Wajar memang, jika masyarakat melancarkan berbagai tuduhan. Mereka memandang pemerintah tidak serius dalam memperjuangkan kepentingan masyarakat dengan alasan yang disembunyikan. Tuduhan itu diantaranya adalah soal pendanaan. Maklum, selama ini urusan dana haji memang sangat sensitif dan dinilai jauh dari trasparan. Bisa dibayangkan yang antre untuk diberangkatkan haji, sudah lebih dari 5 juta orang. Sedangkan, dana setoran yang terkumpul sudah mencapai 150 triliun rupiah. Dimanakah gerangan dana itu disimpan?

Pemerintah sendiri telah meyakinkan bahwa keputusan ini tak ada hubungannya dengan uang. Namun tetap saja membuat rakyat diliputi rasa cemas dan was-was juga curiga. Jangan-jangan dana haji mereka tak aman karena pemerintah sendiri selalu bermasalah soal keuangan. Sebagaimana yang kita ketahui, urusan pengelolaan ibadah haji sudah lama menjadi pekerjaan rumah pemerintah dari masa ke masa. Antusiasme masyarakat untuk menunaikan ibadah haji ternyata tak diimbangi dengan pengurusan yang maksimal dari negara. Jadi, wajar kalau muncul berbagai masalah dalam pelaksanaan haji, seperti biaya haji yang sangat mahal, kurangnya transparansi pengelolaan dana yang disetorkan, lamanya antrean yang kian tak masuk akal, regulasi yang selalu gamang, serta masih carut-marutnya pelaksanaan ibadah haji mulai dari dalam negeri hingga ke Arab Saudi.

Saat ini, paradigma kapitalismelah yang dipakai sebagai dasar pengurusan masyarakat.
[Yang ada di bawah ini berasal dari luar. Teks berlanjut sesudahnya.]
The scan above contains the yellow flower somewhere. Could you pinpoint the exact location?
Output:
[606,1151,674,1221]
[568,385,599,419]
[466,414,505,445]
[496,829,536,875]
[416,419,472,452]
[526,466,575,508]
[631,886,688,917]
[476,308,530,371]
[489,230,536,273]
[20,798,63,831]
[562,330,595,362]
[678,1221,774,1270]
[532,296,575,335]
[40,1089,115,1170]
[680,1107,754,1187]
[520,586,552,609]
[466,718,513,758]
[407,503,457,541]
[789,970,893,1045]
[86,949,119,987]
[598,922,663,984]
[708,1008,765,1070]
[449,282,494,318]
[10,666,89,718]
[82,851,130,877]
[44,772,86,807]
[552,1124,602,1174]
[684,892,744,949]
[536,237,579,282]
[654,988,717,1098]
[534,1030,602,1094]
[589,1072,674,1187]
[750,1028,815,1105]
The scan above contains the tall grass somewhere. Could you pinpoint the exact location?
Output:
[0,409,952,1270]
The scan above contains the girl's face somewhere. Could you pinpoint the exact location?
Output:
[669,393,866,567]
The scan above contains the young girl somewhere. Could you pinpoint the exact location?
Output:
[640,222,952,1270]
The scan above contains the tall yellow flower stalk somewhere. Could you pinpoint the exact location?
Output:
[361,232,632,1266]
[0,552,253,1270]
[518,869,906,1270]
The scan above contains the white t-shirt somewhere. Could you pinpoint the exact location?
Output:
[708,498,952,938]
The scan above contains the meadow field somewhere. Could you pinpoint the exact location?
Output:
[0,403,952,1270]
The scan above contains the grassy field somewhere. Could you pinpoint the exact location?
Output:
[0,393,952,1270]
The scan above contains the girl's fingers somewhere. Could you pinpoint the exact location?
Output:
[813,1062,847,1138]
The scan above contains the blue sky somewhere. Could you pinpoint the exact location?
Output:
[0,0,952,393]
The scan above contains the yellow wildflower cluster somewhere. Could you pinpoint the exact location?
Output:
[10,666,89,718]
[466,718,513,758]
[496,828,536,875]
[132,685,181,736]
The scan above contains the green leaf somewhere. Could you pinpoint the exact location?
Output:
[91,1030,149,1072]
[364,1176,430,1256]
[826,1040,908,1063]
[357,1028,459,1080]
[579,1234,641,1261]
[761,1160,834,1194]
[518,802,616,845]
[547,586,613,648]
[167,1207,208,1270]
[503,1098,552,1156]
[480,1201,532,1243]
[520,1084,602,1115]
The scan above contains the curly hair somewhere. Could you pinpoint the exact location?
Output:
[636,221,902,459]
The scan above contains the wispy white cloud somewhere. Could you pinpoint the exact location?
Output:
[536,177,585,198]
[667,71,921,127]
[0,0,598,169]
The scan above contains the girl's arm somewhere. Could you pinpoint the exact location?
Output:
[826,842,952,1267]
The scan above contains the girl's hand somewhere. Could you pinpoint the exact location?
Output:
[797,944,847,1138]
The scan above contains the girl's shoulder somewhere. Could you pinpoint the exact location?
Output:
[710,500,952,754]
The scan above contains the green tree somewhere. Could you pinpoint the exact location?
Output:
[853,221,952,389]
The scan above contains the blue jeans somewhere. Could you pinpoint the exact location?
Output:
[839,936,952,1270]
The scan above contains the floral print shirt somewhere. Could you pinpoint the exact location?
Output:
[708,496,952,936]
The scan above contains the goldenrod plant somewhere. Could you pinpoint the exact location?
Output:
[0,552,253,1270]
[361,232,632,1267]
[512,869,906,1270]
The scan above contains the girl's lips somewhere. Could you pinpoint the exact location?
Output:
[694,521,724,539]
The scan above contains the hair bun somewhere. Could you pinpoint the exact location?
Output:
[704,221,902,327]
Bahkan, kentalnya paradigma ini meniscayakan pencampuradukan antara yang haq dan yang batil. Mahalnya biaya haji misalnya, adalah dampak dari rantai kepentingan kapitalisme. Dan ibadah haji ini juga menjadi ajang bisnis yang bisa dieksploitasi. Mulai dari bisnis transportasi, perhotelan , catering, jasa perizinan, jasa pembimbingan, dan lain-lain.

Negara pun hanya memposisikan diri sebagai pembuat regulasi bahkan mengatur urusan rakyat layaknya sebuah korporasi yang selalu menghitung untung rugi. Tak heran jika rakyatnya dipaksa untuk memenuhi kebutuhannya sendiri. Jelas sudah hubungan negara dan rakyatnya kian jauh dari prinsip riayah (pengurusan) yang berdimensi ruhiyah.
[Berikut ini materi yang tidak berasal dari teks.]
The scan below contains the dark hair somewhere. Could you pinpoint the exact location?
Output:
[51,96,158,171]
Berbeda halnya dengan sistem Islam, negara akan memposisikan diri sebagai ra’in (pengurus) sekaligus junnah (perisai) bagi umat atau rakyatnya. Fungsi ini memiliki dimensi ruhiyah, berupa keyakinan bahwa kepemimpinan adalah amanah dari Allah SWT yang kelak akan dimintai pertanggungjawaban. Maka dari itu, perintah dan larangan Allah akan senantiasa menjadikan patokan negara dalam mengatur seluruh urusan rakyat termasuk dalam memfasilitasi dan mempermudah masyarakat untuk memenuhi kebutuhannya serta mempermudah dalam menunaikan kewajiban nya, dalam hal ini adalah ibadah haji. Maka, persoalan haji pun menjadi politis, sehingga negara akan berhati-hati dalam penyelenggaraannya dan tak banyak menemui hambatan.
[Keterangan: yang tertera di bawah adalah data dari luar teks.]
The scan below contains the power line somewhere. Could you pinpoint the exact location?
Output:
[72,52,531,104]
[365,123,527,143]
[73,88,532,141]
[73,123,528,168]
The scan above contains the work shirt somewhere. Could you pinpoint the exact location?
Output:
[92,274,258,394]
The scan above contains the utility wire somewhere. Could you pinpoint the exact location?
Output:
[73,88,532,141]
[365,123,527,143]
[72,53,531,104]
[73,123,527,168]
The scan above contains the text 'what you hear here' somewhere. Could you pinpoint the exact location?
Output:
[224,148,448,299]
Sistem keuangan dan birokrasi negara dalam islam pun akan mendukung. Sehingga prinsip mudah, tepat, dan murah bisa terealisasi. Sudah cukup berbagai persoalan yang menimpa umat hari ini, termasuk wabah yang makin menjadi dan akhirnya menghambat penyelenggaraan ibadah haji. Betapa keberkahan memang terasa makin jauh dari umat ini.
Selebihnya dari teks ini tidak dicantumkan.